Monday, Jul. 02, 1951

On the Go

On one of the rare occasions when she was not booked for one of the formal parties given in her honor by various kings, presidents, generals and ambassadors, Margaret Truman skipped the Paris Opera, went off for an evening of nightclubbing--with two Secret Service men, a French Surete inspector, and the usual photographers and reporters as escorts. After spending most of her time dodging the photographers, she decided to call it a night. For Paris, it had been a pretty dull one; but she was accomplishing a mission. "This pleasant, unaffected young woman," said London's Daily Express, "endears not only herself but her father to the millions in Europe." Added Paris' Le Monde: "She is not pretty, but her smile . . . and her complete lack of affectation have won everybody." Back home the New York World-Telegram and Sun agreed: "After some of the dames who've represented American womanhood in Europe's salons and saloons, she must be like a breath of air straight from the clover patch . . . We do not want Europeans to think all our women do is go around marrying Moslem princes and staging big maternity exhibitions, like Rita [Hayworth] did. Nor do we wish our dolls generally to get a reputation for flirting with bullfighters, as Ava [Gardner] did."

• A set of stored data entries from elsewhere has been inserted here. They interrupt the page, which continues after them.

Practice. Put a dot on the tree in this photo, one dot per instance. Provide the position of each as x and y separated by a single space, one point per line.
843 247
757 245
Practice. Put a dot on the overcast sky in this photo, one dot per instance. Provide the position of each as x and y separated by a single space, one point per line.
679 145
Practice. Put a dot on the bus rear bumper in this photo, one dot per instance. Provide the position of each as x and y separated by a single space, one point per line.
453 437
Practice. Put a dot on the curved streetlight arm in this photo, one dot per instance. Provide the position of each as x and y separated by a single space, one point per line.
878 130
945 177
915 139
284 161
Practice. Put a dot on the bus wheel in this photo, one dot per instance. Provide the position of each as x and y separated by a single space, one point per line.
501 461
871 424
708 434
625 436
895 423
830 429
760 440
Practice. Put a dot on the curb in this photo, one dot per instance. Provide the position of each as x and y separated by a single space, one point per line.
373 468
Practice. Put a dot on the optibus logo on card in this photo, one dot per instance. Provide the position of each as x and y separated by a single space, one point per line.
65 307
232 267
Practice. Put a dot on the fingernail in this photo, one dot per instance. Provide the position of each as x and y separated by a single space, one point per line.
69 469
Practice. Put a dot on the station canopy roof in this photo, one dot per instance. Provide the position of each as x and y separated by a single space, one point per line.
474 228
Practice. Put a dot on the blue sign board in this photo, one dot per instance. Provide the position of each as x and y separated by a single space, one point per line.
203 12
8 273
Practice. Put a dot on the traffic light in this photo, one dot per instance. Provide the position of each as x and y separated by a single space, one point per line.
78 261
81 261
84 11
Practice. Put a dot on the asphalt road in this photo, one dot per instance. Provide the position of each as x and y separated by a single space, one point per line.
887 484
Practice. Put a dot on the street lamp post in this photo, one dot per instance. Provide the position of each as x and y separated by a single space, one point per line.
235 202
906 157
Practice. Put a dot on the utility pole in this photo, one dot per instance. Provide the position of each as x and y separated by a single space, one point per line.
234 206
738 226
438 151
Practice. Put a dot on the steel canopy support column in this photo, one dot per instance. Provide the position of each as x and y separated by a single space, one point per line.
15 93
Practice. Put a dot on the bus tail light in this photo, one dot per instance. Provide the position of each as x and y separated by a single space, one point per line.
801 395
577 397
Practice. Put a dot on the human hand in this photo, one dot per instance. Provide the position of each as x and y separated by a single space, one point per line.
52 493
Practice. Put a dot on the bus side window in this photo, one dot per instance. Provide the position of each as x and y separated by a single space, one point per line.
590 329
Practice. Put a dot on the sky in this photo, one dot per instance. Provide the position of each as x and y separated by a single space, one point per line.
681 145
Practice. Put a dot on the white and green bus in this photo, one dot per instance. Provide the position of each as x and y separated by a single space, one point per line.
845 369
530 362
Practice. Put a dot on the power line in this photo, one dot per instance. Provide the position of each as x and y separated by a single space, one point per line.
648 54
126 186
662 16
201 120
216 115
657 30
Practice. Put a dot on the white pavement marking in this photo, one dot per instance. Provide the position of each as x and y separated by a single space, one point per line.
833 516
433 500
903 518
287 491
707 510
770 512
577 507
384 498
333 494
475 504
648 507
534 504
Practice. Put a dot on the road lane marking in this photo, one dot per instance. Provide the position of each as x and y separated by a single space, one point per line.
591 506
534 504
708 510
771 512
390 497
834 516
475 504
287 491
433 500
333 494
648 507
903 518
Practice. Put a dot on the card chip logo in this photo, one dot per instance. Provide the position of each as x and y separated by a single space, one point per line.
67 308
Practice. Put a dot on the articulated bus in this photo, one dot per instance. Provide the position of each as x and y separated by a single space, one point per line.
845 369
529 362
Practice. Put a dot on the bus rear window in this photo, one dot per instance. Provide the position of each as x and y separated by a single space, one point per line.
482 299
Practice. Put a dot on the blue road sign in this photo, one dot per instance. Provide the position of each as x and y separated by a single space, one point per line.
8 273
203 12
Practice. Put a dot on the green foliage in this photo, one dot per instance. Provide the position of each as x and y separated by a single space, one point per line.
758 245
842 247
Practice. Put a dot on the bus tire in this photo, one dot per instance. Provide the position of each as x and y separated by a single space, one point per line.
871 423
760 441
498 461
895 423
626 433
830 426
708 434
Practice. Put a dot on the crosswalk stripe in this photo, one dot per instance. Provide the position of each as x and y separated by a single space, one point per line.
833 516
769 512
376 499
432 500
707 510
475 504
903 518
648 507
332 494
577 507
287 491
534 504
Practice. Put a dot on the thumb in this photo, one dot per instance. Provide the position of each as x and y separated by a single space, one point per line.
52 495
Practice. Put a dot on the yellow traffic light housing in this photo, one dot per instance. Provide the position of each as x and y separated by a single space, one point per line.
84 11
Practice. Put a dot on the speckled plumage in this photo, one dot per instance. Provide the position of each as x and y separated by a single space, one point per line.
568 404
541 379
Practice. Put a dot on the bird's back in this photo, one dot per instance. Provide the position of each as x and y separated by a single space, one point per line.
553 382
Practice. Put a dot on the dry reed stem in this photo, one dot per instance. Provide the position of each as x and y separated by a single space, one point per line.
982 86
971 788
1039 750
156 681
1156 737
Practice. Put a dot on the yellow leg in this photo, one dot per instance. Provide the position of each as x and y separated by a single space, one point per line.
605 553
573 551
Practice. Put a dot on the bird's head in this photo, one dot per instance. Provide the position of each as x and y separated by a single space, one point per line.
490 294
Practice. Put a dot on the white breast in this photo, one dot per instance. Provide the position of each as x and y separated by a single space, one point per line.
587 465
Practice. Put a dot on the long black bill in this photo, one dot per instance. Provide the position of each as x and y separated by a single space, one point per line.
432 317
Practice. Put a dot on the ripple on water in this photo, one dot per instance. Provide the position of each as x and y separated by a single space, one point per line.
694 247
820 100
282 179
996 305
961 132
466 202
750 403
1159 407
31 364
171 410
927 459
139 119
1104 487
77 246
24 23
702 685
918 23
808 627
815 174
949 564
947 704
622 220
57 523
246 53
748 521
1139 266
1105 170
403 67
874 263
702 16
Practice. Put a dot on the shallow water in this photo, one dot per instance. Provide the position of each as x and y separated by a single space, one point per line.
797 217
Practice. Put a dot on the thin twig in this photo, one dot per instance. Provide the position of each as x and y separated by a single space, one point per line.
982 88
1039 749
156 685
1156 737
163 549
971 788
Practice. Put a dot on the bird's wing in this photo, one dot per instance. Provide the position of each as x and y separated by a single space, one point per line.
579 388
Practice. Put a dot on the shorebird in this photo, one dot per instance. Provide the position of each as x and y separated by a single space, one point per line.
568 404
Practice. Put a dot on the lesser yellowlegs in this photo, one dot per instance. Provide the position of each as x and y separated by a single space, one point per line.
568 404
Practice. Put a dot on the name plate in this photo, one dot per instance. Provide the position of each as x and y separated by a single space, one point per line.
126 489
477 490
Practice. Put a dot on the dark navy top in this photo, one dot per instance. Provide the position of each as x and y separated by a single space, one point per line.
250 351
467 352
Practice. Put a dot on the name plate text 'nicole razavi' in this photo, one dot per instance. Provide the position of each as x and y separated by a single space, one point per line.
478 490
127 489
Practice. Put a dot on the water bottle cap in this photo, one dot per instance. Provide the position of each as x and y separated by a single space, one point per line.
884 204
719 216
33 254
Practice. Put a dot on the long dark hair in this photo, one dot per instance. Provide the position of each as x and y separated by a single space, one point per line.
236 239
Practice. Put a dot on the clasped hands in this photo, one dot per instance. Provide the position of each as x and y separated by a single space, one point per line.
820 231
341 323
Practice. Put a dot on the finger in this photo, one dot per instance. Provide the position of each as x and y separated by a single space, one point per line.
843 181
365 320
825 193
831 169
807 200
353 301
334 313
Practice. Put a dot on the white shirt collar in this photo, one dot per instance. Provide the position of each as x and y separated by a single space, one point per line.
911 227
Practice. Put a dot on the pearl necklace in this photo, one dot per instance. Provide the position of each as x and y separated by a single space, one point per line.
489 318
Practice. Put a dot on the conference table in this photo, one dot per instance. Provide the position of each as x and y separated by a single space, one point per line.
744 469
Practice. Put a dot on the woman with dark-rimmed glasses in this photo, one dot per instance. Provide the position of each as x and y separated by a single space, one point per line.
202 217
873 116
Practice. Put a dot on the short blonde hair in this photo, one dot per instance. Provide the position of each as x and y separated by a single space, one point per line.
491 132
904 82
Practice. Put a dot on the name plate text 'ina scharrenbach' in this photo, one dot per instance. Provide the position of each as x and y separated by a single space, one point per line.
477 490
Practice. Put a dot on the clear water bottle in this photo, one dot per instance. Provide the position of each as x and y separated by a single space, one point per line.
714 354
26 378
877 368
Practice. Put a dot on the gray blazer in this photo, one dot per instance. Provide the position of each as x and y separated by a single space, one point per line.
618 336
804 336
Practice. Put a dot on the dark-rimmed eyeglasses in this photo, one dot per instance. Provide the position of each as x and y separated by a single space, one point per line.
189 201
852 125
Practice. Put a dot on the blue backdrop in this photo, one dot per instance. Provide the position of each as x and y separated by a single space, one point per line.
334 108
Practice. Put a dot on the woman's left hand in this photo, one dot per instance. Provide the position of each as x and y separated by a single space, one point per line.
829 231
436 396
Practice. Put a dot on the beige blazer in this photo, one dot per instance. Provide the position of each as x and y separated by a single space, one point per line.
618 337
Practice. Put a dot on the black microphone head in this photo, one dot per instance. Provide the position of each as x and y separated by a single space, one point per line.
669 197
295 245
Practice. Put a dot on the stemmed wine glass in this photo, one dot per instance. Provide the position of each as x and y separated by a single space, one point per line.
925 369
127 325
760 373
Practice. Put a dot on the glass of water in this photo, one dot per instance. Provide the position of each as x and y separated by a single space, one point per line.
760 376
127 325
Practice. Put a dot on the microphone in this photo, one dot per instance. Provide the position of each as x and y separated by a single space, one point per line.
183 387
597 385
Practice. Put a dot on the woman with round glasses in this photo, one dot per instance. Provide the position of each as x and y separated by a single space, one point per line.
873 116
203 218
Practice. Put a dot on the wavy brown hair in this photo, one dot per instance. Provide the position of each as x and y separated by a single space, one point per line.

With a television and a radio show already on her cluttered schedule, Eleanor Roosevelt, 66, took on still another histrionic chore: a series of 52 half-hour TV shows called Once Upon a Time, in which she will narrate in five languages the fairy tales of 52 nations while puppets act them out. Her producers: Roosevelt Enterprises, Inc., run by son Elliott with the assistance of son John.

Arriving at the Paris Opera for the French premiere of Tales of Hoffmann, French Ballerina Ludmilla Tcherina, one of the film's starring dancers, struck some new fashion notes: a diamond bauble pasted on her forehead, a small blue feather dove on each of her bared shoulders.

International Episodes

In a roundabout way, word came to London from Spain that the Festival of Britain's description of Sir Francis Drake as "the first man to sail 'round the world" just wasn't so. Drake set sail in 1577, patriotic Spaniards pointed out, and Portugal's Ferdinand Magellan started in 1519. Though Magellan was killed (on Mactan Island) before going full circle, his crew completed the trip.

Arriving in Berlin on his triumphal tour of Europe, Middleweight Boxing Champion Sugar Ray Robinson (TIME, June 25) ran into some peculiar local customs. In the first round of an exhibition match, he floored Germany's Gerhard Hecht, who promptly claimed that he had been fouled. When Robinson protested, the referee explained that a kidney punch is illegal in Germany, adding: "I have to call it a foul. I want to leave the ring alive." When Robinson flattened Hecht again, after an impromptu, one-minute rest period, he soon found out what the referee meant--and learned a little about German boxing fans. Angrily taking up the cry of foul, the crowd filled the air with a barrage of pebbles, pop bottles and seat cushions that sent Robinson scurrying for cover with an escort of 20 cops. Not until he had escaped from Berlin aboard a U.S. military train for Frankfurt did Robinson finally learn the official outcome of the fight: no decision.

Distressed to learn that in the last ten months 576,996 gallons of vodka had been turned out in the U.S., Mrs. D. Leigh Colvin. president of the Women's Christian Temperance Union,/- sounded the alarm: "Americans certainly should know enough to let it alone, after learning its effect on our diplomats at Yalta and Potsdam."

One by one, the members of Madrid's local nobility politely regretted that they would be unable to attend a reception for Otto of Habsburg, pretender to the Austrian throne, and his bride, Princess Regina. It was all the doing of Don Juan, pretender to the Spanish throne and son of Spain's ex-Queen, Victoria Eugenie, who failed to receive an invitation to Otto's wedding last month. "I am sorry," said Don Juan, "but that ill-mannered individual was rude to my mother. I cannot forgive him."

The Strenuous Life

An eight-month-old South African lion cub named Chaka (after the early 19th Century Zulu tyrant) was put aboard a plane in Johannesburg, headed for Moscow as a gift from the Russian consulate to Joseph Stalin.

Britain's Sir Jocelyn Lucas, Tory M.P. for Brentford and Chiswick and part-time dog breeder, received an order for one of his female Sealyhams from a satisfied customer in Moscow who already has a male one: Soviet Propagandist Ilya Ehrenburg.

In Ann Arbor, Mich., His Imperial Highness, Prince Mahmoud Reza Pahlevi, 24, brother of Iran's Shah, got another traffic ticket--his eighth in two years at the University of Michigan--for buzzing along the campus in his Cadillac at 60 m.p.h. Hauled into the police station, he suddenly bolted, tried to reach his car, but was nabbed by cops and brought back weeping to get a court summons.

/- A misnomer. The W.C.T.U. insists not on temperance, but on abstinence unqualified.